Generic drugs are generally 50 percent cheaper than their brand-name equivalents, according to a recent FDA (U.S. Food and Drug Administration) report. But are they as good? The FDA concluded that generic drugs can be safely used as equivalents to the brand-name ones.

Global War Machine

“Some 27 million men (and a few hundred thousand women) are trained to kill each other,” noted Asiaweek magazine in reporting the size of the world’s armed forces. That figure includes all those who make up the overall war machine, such as clerks, drivers, and cooks. What is the point of maintaining these gargantuan forces trained in destruction? The magazine answers: “By being so prepared, they won’t need to kill.” But it goes on to note that many armies for enforcing peace have “clashed in recent history,” sometimes with “horrific loss of life.”

School Bullies

“Thousands and thousands” of students are in fear of going to school, declares a study by Norwegian psychologist Dan Olweus. Based on figures from the study, The Globe and Mail of Toronto, Canada, estimates that there could be 45,000 Canadian students victimized by 35,000 bullying classmates. According to the newspaper, Olweus said that “60 per cent of these schoolyard bullies will have at least one formal conviction by the age of 24.” In an interview, Olweus stated that “often parents don’t know what’s going on and schoolteachers do little to interfere.” Some of the terrorized pupils are said to “develop somatic symptoms such as headaches and stomach pains to cope with the stress.” The Scandinavian study has prompted the development of intervention programs involving parents, teachers, and students.

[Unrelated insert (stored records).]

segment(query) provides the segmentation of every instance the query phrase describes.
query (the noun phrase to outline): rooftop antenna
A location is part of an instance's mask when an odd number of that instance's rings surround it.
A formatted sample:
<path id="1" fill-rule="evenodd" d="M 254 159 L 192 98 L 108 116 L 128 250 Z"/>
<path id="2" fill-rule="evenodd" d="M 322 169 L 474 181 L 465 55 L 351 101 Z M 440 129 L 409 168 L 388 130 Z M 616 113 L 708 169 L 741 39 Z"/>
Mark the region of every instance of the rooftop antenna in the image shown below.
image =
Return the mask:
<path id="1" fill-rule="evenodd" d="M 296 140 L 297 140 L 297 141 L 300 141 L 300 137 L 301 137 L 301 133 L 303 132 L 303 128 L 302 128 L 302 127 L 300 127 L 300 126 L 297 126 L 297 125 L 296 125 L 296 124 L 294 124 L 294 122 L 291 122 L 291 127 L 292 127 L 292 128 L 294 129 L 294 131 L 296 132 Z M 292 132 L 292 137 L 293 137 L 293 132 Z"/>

Third World Children Dying

According to UNICEF (United Nations Children’s Fund), in 1987 backsliding economies in Third World countries caused the death rate for children under five years of age to swell by some 500,000. UNICEF’s director, in an interview with The New York Times, explains why: “Most societies under the pressure of economic adversity have cut back disproportionately on services: health, education, social welfare programs.” What has brought on all the economic adversity? One culprit is the debt crisis. Governments in Latin America, Africa, and Asia have fallen deeper and deeper into debt of late, and so have less to spend on services that the poor need. As UNICEF’s director told the Times: “A resolution of the debt crisis is required if you’re going to get light into those tunnels.”